Heh, Nolan's also said more than once that he won't be doing Robin at all. That makes sense, considering how early in Batman's career this stuff is, but even then I never saw those moments with Gordon's son as a hint to Robin. Really, my focus with the Gordon family, beyond the awesome of Gordon himself, was the fact that we NEVER SAW Barbara Gordon's face. Why? Who knows, but THAT seems like more of a "well, we could do Batgirl one day, so lets not even hint at what she might have looked like younger."


----------



## The Grumpy Celt (Jul 21, 2008)

I think it is a pity that he’s not going to introduce Catwoman – if handled well (and Nolan can handle comic book characters well) then she could be a good foil for Batman and Bruce Wayne and a new woman in the series without any women currently. 



Pyrex said:


> Yeah, the Joker _said_ that, but it's pretty obviously BS.




My sentiments exactly.
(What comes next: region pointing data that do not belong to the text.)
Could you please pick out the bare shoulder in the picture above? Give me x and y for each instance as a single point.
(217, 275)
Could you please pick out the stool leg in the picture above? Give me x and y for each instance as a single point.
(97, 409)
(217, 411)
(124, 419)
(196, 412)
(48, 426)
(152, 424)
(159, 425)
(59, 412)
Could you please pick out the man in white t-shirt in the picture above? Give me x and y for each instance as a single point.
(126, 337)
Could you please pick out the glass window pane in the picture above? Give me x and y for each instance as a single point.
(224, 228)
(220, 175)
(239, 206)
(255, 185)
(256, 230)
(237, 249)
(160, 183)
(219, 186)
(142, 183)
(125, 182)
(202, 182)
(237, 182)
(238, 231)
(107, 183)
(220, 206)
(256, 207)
This is the Joker – there is no sane reason to assume he was telling the truth. Later in the movie the Joker makes a tacit, if not explicit, statement to Batman about spinning Dent.



Ankh-Morpork Guard said:


> Really, my focus with the Gordon family, beyond the awesome of Gordon himself, was the fact that we NEVER SAW Barbara Gordon's face.




This was one of the few missteps in the movie, I thought. It should have been Gordon’s daughter, Barbara, in peril and her be saved by Batman, followed by her crush/idolizing of the Bat. They don’t even ever have to introduce Batgirl in this series, but it would have been a nice bit of connection and continuity. I don’t think Gordon even has a son in the comics.


----------



## Ankh-Morpork Guard (Jul 21, 2008)

The Grumpy Celt said:


> I don’t think Gordon even has a son in the comics.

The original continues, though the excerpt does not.